Maybe that shouldn't surprise us, since free agency is mostly about money and the biggest teams have the biggest money. But when Bud Selig keeps talking about what has been done with revenue sharing, and when you see the teams that began 2010 with the ninth (Giants) and 27th highest (Rangers) payrolls meeting in the World Series, you do wonder whether maybe the landscape is changing.

The early read is that, at least with free agency, it isn't changing.

Then again, maybe it doesn't matter. While success in the 2008-09 free-agent market (CC Sabathia, Mark Teixeira, A.J. Burnett) led the Yankees to the 2009 title, the teams that signed last winter's big free agents all turned out to be busts.

The Cardinals kept Matt Holliday. The Mets signed Jason Bay. The Red Sox signed John Lackey and Adrian Beltre.
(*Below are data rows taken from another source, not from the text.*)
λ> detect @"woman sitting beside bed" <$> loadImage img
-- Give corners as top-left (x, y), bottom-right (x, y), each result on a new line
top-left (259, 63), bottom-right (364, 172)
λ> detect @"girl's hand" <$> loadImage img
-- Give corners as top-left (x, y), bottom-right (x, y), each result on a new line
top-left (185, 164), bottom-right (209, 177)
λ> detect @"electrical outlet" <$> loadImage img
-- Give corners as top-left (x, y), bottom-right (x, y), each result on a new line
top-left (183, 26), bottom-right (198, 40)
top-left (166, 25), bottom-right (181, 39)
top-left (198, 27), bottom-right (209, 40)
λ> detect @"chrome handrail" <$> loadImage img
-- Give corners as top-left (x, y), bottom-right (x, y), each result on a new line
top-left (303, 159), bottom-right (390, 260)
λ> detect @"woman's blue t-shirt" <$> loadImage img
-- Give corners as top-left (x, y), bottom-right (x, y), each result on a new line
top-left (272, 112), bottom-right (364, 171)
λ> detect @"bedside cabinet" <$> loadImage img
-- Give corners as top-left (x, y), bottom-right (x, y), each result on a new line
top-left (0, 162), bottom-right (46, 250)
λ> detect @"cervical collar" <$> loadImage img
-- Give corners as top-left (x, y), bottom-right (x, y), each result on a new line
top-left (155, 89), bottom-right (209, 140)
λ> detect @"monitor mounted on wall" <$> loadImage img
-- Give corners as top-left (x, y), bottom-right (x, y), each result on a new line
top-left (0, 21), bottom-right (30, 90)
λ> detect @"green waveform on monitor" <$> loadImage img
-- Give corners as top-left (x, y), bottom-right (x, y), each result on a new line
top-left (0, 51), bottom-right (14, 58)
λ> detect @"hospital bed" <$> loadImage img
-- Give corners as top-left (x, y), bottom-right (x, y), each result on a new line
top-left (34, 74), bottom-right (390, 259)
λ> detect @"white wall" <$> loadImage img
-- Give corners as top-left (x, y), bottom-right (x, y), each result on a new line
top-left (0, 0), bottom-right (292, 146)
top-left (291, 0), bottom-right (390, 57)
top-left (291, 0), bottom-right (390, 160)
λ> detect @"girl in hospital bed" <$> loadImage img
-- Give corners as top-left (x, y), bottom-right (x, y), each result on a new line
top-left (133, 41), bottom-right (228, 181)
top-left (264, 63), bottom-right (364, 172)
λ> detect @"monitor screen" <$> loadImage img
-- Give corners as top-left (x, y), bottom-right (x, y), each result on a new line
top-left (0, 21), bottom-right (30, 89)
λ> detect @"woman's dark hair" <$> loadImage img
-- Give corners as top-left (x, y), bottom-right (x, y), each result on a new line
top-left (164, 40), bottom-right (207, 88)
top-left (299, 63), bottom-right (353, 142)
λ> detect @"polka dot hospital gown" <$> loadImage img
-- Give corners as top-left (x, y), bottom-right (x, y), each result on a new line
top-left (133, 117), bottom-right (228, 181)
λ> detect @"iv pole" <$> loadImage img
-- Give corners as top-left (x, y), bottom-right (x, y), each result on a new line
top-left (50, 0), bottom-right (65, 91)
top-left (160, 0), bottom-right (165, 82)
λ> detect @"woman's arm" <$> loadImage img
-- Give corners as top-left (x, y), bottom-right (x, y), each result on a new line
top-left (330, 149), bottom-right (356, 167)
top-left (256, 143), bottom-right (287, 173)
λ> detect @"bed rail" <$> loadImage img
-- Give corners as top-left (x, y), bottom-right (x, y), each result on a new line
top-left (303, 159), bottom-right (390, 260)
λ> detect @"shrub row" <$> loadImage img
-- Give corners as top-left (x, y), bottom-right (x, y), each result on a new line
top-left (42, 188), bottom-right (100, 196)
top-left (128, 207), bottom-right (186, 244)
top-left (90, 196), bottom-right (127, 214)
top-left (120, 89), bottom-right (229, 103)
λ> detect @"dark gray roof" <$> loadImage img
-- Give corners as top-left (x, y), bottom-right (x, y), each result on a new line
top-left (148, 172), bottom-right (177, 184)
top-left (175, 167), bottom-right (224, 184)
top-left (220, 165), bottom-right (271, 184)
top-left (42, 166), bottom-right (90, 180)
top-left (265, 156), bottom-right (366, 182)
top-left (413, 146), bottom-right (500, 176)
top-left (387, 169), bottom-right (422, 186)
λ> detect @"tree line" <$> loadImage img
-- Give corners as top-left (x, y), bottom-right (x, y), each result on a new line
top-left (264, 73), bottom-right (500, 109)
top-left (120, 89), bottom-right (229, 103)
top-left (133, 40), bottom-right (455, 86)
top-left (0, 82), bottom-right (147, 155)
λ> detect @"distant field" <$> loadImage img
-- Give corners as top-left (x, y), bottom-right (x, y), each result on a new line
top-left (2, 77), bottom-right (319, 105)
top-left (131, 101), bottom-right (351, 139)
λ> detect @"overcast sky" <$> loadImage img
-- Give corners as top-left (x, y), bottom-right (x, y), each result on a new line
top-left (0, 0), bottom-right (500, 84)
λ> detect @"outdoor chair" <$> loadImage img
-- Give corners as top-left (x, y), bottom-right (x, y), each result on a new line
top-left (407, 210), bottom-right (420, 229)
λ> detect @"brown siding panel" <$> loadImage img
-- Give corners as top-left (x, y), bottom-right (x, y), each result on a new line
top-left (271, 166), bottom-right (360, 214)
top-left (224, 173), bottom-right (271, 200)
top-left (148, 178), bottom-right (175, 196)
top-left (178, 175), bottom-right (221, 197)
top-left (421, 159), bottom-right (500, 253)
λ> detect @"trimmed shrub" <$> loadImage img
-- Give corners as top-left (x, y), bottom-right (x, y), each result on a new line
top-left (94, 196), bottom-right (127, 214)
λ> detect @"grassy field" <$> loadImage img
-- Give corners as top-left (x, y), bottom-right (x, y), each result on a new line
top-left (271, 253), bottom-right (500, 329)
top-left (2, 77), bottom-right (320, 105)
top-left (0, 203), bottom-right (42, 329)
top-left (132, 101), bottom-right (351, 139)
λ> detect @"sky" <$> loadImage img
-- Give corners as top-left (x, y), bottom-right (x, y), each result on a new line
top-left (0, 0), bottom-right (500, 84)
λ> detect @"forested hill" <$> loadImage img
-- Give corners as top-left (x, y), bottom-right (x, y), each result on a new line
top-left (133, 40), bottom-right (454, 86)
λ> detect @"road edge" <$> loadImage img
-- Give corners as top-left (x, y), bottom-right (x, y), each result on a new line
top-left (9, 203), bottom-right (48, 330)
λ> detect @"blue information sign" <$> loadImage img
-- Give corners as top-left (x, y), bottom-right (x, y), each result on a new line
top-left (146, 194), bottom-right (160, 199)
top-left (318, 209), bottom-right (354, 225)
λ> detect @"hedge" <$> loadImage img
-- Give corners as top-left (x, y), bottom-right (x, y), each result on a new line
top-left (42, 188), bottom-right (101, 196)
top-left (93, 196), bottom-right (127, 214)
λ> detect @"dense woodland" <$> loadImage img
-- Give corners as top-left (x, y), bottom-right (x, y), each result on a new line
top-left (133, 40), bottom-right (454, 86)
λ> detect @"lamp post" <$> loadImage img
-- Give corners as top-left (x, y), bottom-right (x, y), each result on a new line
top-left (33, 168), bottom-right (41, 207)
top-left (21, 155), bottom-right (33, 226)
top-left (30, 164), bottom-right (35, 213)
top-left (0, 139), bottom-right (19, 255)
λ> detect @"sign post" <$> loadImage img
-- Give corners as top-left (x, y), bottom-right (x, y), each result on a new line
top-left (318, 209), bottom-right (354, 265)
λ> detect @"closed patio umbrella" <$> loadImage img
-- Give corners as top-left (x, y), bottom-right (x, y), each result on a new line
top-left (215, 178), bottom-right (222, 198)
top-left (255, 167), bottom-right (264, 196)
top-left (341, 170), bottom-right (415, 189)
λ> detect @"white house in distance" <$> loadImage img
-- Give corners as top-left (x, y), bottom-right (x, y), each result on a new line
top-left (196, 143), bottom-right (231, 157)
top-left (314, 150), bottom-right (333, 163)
The Mariners signed Chone Figgins. The Brewers signed Randy Wolf.

You know what else those teams had in common?

Not one of them made the playoffs.

Even so, one of the biggest things we're going to be watching this winter is whether any of the big names go anywhere other than to the biggest teams.

Five other storylines to watch:

1. Free agents or free trade? The more teams look at the free-agent market, the more they realize it doesn't include nearly enough talent to satisfy all the teams with needs, or to accommodate all the teams with money to spend. The question some are beginning to ask is whether that means we'll see more trades than in recent years. "Teams might be forced to deal from their strength to another team's strength," one veteran club official said. "Teams with a lot of pitching are going to need to talk to teams with a lot of hitting." Already this week, there was one small pitching-for-hitting trade between the A's and Royals. But it's also worth remembering that the Giants just won the World Series in large part because general manager Brian Sabean so stubbornly refused to trade his pitching for hitting.
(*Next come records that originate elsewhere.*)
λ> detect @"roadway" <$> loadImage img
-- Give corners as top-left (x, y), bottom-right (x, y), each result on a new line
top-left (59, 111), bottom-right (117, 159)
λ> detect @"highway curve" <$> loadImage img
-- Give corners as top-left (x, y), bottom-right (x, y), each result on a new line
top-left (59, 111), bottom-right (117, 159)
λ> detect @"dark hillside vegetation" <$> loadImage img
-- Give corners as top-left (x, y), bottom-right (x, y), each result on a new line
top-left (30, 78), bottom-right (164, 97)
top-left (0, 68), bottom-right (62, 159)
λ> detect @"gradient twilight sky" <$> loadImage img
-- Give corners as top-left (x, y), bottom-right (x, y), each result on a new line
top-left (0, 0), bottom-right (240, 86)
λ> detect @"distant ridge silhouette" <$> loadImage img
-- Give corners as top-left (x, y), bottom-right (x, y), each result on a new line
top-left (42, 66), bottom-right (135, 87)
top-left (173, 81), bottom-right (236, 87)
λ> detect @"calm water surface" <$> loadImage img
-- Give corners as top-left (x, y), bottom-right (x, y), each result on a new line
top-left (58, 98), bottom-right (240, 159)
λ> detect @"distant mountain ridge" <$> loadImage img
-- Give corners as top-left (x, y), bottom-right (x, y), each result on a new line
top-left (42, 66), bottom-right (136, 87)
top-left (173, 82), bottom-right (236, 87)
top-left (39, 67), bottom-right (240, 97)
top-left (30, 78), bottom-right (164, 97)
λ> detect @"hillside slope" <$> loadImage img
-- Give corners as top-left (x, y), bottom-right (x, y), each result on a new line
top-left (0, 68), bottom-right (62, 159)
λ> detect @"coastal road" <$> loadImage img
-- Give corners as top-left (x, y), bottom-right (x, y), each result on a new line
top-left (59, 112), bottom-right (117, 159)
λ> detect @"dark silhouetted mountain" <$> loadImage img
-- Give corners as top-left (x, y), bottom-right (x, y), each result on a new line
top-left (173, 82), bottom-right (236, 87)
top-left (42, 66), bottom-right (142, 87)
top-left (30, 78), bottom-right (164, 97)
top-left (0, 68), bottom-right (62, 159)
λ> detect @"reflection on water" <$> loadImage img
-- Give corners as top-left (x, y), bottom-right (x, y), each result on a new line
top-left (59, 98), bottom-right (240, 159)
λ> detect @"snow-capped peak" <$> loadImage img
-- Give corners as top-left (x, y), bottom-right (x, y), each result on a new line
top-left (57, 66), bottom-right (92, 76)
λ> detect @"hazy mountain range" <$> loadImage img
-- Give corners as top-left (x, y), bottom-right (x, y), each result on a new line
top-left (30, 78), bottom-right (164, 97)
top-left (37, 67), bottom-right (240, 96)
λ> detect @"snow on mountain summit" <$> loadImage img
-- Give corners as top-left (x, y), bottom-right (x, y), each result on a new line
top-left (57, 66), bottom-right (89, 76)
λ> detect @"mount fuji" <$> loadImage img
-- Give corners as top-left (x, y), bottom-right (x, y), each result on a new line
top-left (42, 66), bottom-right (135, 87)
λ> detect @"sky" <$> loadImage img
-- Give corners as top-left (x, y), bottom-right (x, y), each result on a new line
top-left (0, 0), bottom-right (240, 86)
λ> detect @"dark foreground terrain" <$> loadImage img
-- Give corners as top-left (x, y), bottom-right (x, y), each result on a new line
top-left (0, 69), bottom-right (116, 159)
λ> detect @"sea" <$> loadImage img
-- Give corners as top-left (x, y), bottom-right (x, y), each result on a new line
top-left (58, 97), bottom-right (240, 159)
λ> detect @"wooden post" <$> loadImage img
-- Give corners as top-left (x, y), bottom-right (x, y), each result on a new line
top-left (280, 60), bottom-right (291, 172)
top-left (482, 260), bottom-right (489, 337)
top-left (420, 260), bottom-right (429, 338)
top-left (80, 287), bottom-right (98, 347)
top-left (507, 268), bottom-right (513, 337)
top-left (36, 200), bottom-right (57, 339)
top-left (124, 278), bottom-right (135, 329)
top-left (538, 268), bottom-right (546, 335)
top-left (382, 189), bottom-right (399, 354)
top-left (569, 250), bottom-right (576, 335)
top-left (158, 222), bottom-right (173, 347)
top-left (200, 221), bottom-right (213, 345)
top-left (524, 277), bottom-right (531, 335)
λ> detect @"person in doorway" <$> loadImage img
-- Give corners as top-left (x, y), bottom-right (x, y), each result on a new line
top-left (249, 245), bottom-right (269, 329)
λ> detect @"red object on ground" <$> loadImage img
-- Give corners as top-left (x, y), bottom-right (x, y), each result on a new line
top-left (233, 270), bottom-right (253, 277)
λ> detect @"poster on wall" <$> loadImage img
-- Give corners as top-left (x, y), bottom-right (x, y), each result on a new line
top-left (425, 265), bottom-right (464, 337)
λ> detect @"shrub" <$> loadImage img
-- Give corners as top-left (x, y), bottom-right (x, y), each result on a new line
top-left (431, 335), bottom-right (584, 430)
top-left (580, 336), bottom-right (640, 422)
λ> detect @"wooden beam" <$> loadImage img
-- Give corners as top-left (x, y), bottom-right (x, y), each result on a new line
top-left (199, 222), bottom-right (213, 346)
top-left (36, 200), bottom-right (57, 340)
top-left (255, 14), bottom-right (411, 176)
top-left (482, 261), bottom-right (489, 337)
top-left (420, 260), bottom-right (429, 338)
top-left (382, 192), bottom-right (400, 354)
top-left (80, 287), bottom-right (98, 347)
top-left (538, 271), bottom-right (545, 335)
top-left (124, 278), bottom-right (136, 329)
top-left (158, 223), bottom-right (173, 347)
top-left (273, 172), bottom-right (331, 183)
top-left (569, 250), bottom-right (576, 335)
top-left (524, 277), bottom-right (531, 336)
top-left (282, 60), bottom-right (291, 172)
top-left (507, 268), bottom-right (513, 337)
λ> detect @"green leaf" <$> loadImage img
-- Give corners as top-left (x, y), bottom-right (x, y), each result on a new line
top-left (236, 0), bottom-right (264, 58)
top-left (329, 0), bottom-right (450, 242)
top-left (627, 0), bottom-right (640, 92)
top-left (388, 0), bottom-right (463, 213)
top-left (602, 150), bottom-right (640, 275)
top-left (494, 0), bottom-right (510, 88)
2. Will teams pay big for small arms? If you ask four baseball people who's the next best free-agent starting pitcher after Cliff Lee, you might get four different answers -- and none of them enthusiastic. So there figures to be a bigger market than there should be for guys like Jorge De La Rosa and Carl Pavano. Will a big market lead to big multi-year deals, ones that teams may soon regret? We'll see.

3. Does Adam Dunn get to first base? Dunn has said plenty of times that he doesn't want to be a designated hitter. Scouts and executives have said plenty of times that Dunn should be a designated hitter, which means he could likely make more money if he's willing to be a designated hitter. So would Dunn go to an American League team that would want him to DH, but would pay him more to do it? When I asked an AL executive that question a couple months back, his guess was that Dunn will consider AL teams at least long enough to try to use them as leverage, but that he would eventually stick in the more comfortable (and DH-less) National League.

4. Will Arte play the game? It's clear that the Angels want Crawford, and at least one person who talked to Crawford believes the Angels are at the top of his list, too. It sounds like a great match, and the only thing you wonder is whether Angels owner Arte Moreno will be up for a bidding war, if that's what it comes down to. Moreno likes his negotiations to go quick, and he seemed frustrated with the way the Angels lost out on Mark Teixeira a couple of years back. The Angels should be a big player this winter, and many people in the game believe they'll get Crawford, and maybe Adrian Beltre and a top reliever (Rafael Soriano?) as well. But if it comes down to drawn-out negotiating, will Arte get frustrated again?

5. If not Lee, then what's Plan B? The new Rangers owners told anyone who would listen that they're ready to spend money. They obviously want to spend a good chunk of it on Lee. Given how little Texas has committed for next year (only about $32 million, according to COTS baseball contracts), they could easily spend on Lee and another big free agent. But what if they don't get Lee? What if the Yankees offer so much that he can't turn it down (one competing executive said Friday that the best Texas can do "is drive the price up for the Yankees")? You can bet that the Rangers will still want to make a splash, but how do they do it? Victor Martinez would be one possibility, but would that be big enough? Lee or no Lee, Texas will be a team to watch.